We report a patient who experienced a reversible prolongation of the QT interval and episodes of syncope while receiving probucol. A 64-year-old woman experienced syncopal attacks 8 and 11 weeks after beginning probucol treatment (500 mg twice daily). The pre-treatment ECG showed a slight prolongation of the corrected QT interval (QTc) (0.46 sec).
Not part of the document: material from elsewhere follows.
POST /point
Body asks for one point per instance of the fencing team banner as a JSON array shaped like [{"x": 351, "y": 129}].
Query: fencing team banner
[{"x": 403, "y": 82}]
Her QTc increased to 0.62 sec 12 weeks after beginning probucol treatment and decreased to about the baseline value (0.48 sec) 6 weeks after treatment was discontinued. Probucol is known to prolong the QT interval. A long QT interval has been linked to an increased risk of ventricular arrhythmias, syncope or sudden death. However, clinical reports which causally relate probucol treatment to syncope are very rare. Although an ECG during the episodes of syncope was not available, this patient's syncope might be due to ventricular tachyarrhythmia associated with probucol-induced QT prolongation. This case emphasizes the need for careful evaluation of the QT interval before and during probucol treatment.

摘要

我们报告了一名在服用普罗布考期间出现QT间期可逆性延长和晕厥发作的患者。一名64岁女性在开始服用普罗布考治疗(每日两次,每次500mg)后8周和11周出现晕厥发作。治疗前心电图显示校正QT间期(QTc)略有延长(0.46秒)。开始服用普罗布考治疗12周后,她的QTc增加到0.62秒,停药6周后降至约基线值(0.48秒)。已知普罗布考会延长QT间期。QT间期延长与室性心律失常、晕厥或猝死风险增加有关。然而,将普罗布考治疗与晕厥有因果关系的临床报告非常罕见。尽管晕厥发作期间的心电图无法获取,但该患者的晕厥可能是由于普罗布考诱导的QT延长相关的室性快速心律失常所致。该病例强调了在普罗布考治疗前和治疗期间仔细评估QT间期的必要性。